"I Can't Keep It Up." A Dataset from the Defunct Voat.co News Aggregator
- URL: http://arxiv.org/abs/2201.05933v3
- Date: Fri, 22 Apr 2022 17:06:07 GMT
- Title: "I Can't Keep It Up." A Dataset from the Defunct Voat.co News Aggregator
- Authors: Amin Mekacher, Antonis Papasavva
- Abstract summary: Voat.co was a news aggregator website that shut down on December 25, 2020.
This paper presents a dataset with over 2.3M submissions and 16.2M comments posted from 113K users in 7.1K subverses.
- Score: 0.0
- License: http://arxiv.org/licenses/nonexclusive-distrib/1.0/
- Abstract: Voat.co was a news aggregator website that shut down on December 25, 2020.
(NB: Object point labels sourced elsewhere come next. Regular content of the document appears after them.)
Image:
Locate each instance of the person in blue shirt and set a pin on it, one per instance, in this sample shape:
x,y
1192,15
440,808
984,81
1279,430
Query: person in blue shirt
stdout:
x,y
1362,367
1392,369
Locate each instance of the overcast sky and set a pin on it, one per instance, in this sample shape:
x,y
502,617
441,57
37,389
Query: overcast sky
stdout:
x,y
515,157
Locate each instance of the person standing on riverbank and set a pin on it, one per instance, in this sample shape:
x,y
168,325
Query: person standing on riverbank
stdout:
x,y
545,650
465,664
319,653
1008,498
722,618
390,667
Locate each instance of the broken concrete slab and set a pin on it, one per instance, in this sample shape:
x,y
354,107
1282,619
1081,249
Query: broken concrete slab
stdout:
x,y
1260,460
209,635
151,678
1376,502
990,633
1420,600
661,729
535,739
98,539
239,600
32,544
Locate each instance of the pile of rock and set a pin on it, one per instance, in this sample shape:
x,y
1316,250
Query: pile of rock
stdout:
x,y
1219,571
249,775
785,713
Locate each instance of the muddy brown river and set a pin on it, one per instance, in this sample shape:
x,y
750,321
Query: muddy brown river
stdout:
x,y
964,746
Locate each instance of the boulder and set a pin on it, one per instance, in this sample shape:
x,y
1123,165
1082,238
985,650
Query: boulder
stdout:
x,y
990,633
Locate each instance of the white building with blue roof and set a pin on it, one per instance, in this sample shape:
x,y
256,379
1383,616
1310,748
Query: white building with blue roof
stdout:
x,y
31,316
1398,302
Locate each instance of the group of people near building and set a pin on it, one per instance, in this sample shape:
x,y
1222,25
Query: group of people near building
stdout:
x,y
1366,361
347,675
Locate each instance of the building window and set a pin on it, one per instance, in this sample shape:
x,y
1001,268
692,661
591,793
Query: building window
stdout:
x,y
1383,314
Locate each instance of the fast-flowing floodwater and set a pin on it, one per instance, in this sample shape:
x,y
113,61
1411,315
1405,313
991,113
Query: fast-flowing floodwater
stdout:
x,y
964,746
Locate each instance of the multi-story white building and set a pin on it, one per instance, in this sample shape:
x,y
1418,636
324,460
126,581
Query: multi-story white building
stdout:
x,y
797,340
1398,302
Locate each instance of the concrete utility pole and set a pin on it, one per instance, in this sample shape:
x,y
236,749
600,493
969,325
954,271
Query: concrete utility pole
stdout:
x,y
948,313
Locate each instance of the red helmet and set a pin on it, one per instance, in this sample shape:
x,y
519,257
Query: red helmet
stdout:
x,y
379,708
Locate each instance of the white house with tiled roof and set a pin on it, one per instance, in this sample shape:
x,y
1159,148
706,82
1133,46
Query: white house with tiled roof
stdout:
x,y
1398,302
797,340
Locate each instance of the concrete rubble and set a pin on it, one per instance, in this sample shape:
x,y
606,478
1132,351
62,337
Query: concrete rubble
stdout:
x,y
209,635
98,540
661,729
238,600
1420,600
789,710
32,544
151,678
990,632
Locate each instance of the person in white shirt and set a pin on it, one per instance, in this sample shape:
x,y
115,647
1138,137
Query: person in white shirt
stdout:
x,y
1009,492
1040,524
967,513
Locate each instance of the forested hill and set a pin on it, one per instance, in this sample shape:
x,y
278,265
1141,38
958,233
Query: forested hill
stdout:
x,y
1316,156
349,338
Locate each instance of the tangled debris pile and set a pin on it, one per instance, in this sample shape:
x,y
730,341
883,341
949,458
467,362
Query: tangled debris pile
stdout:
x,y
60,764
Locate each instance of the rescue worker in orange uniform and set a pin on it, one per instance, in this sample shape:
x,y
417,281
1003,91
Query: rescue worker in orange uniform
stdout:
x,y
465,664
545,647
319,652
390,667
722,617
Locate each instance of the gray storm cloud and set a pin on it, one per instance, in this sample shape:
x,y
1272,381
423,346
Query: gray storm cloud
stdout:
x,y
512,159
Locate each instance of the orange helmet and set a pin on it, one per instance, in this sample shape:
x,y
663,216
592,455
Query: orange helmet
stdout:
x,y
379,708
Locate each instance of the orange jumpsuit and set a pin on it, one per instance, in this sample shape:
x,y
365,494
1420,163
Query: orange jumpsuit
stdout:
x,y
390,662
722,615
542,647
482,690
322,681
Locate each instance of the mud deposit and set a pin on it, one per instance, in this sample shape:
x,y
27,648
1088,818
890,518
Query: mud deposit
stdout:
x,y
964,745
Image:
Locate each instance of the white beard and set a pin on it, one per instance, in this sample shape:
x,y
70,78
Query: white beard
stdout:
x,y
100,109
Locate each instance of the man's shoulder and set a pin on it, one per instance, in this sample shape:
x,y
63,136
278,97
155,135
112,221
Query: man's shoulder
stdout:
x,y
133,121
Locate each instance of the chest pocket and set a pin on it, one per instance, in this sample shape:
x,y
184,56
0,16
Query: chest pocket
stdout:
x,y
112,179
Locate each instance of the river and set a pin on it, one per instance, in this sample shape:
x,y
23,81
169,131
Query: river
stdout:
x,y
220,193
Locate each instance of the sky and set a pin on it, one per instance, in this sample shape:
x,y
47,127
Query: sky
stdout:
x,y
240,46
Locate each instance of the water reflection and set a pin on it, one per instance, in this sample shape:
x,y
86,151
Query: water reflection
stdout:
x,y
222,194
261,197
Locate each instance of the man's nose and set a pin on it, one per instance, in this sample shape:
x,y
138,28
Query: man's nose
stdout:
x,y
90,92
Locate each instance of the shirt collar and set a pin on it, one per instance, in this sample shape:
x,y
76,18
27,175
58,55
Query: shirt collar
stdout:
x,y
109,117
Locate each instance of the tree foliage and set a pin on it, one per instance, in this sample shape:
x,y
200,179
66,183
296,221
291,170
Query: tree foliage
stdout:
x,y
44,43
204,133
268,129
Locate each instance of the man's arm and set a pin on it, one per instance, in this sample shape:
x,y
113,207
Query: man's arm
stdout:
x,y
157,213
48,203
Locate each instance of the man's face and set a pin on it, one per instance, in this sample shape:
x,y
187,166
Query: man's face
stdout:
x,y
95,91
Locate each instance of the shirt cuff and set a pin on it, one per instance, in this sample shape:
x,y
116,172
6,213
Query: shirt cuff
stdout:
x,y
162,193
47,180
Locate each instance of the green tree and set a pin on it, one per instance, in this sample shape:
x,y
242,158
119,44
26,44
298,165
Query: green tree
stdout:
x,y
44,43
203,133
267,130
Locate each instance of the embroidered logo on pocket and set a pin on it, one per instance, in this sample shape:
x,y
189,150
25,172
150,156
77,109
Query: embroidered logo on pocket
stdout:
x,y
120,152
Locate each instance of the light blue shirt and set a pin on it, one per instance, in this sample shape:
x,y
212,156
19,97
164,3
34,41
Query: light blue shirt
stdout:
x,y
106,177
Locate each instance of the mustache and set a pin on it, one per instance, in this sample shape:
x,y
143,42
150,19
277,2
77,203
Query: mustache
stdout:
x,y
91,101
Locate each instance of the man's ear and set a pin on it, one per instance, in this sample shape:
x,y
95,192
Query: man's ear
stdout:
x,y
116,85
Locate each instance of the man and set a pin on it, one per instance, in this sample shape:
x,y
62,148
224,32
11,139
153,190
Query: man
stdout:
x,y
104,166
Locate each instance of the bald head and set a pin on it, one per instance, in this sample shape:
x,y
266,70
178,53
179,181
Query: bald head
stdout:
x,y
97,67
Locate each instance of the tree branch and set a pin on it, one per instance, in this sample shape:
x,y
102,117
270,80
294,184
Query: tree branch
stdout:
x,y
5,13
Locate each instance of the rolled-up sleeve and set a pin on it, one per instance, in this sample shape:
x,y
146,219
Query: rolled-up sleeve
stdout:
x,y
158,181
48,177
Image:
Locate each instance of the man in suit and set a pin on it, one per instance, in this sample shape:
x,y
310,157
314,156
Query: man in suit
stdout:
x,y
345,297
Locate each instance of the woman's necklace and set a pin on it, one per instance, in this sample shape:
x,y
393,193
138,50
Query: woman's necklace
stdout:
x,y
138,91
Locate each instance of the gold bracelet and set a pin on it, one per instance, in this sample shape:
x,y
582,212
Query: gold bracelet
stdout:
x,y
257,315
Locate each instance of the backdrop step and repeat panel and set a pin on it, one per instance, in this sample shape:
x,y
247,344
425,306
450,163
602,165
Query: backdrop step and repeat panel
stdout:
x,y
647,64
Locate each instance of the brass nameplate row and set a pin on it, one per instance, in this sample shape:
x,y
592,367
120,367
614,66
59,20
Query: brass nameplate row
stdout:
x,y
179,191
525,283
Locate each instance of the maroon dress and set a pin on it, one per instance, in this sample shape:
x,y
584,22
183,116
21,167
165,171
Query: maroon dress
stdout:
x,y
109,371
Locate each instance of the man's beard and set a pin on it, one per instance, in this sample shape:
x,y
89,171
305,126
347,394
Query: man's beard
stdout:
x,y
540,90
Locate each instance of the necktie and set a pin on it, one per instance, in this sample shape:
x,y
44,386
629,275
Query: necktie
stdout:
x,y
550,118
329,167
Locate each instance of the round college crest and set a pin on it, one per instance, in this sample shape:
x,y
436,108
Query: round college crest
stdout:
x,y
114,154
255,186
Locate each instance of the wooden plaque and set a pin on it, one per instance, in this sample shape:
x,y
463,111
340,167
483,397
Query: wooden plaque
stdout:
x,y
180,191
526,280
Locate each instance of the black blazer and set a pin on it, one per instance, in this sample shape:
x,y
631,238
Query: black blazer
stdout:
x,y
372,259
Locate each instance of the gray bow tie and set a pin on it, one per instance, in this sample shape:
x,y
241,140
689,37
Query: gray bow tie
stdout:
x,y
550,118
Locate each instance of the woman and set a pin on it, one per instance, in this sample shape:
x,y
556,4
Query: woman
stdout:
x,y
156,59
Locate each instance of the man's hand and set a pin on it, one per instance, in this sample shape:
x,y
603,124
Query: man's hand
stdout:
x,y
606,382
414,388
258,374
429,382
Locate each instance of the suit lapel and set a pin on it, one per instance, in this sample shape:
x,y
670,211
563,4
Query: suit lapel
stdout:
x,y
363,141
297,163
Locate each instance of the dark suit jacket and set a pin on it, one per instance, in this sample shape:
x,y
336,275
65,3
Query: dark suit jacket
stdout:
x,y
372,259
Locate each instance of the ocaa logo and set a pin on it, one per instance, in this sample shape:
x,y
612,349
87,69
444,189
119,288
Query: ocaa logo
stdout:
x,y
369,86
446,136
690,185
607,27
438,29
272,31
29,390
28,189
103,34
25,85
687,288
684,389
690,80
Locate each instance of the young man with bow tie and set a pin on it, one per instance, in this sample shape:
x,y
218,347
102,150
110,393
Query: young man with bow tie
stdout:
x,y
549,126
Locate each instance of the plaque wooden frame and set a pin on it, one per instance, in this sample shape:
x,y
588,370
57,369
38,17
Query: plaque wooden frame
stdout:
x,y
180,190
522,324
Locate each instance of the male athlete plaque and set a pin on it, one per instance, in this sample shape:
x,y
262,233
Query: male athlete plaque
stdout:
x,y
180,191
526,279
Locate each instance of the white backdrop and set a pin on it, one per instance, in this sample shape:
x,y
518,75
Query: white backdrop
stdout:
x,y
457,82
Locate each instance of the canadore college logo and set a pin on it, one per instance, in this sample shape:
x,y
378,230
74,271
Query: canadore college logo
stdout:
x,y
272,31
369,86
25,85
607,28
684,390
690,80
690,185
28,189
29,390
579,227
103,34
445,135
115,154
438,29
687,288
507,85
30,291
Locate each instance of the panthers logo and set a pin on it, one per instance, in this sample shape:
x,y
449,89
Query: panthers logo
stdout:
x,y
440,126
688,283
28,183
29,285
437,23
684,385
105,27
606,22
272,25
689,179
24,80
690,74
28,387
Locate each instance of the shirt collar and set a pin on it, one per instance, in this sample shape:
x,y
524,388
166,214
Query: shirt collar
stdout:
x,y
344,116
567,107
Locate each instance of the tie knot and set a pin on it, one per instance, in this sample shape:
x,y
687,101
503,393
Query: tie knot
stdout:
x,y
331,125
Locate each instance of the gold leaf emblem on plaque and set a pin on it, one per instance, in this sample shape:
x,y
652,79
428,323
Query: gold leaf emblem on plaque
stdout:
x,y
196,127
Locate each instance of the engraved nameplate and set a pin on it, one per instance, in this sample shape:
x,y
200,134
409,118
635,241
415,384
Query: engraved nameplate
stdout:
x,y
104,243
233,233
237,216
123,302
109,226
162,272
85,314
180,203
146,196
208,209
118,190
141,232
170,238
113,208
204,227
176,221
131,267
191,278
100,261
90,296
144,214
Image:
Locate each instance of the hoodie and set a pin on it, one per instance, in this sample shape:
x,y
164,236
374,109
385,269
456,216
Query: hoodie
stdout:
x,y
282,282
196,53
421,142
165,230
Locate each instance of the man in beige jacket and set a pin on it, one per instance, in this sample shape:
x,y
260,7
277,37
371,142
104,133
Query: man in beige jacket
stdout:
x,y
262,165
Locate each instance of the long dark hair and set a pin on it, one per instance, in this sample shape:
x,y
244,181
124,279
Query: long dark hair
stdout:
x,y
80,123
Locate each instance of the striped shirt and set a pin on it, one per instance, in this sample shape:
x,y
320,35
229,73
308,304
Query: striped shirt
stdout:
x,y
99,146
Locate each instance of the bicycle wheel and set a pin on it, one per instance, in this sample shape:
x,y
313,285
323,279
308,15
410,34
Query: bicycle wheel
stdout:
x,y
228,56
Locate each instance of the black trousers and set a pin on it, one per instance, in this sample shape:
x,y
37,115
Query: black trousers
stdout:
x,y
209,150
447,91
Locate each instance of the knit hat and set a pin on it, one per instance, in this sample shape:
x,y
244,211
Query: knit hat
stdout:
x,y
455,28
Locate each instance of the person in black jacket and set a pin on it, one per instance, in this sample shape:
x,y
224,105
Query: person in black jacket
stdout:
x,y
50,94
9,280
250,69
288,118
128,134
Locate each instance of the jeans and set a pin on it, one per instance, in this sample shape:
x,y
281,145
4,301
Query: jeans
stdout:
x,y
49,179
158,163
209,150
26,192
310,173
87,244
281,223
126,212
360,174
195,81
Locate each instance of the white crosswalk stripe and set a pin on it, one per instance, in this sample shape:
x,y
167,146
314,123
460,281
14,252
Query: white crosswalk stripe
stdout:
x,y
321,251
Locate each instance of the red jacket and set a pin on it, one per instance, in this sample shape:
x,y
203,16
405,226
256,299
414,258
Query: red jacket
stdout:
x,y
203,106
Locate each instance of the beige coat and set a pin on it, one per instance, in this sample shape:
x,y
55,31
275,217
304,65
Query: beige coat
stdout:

The site had a troubled history and was known for hosting various banned
subreddits. This paper presents a dataset with over 2.3M submissions and 16.2M
comments posted from 113K users in 7.1K subverses (the equivalent of subreddit
for Voat). Our dataset covers the whole lifetime of Voat, from its developing
period starting on November 8, 2013, the day it was founded, April 2014, up
until the day it shut down (December 25, 2020). This work presents the largest
and most complete publicly available Voat dataset, to the best of our
knowledge. Along with the release of this dataset, we present a preliminary
analysis covering posting activity and daily user and subverse registration on
the platform so that researchers interested in our dataset can know what to
expect. Our data may prove helpful to false news dissemination studies as we
analyze the links users share on the platform, finding that many communities
rely on alternative news press, like Breitbart and GatewayPundit, for their
daily discussions. In addition, we perform network analysis on user
interactions finding that many users prefer not to interact with subverses
outside their narrative interests, which could be helpful to researchers
focusing on polarization and echo chambers. Also, since Voat was one of the
platforms banned Reddit communities migrated to, we are confident our dataset
will motivate and assist researchers studying deplatforming. Finally, many
hateful and conspiratorial communities were very popular on Voat, which makes
our work valuable for researchers focusing on toxicity, conspiracy theories,
cross-platform studies of social networks, and natural language processing.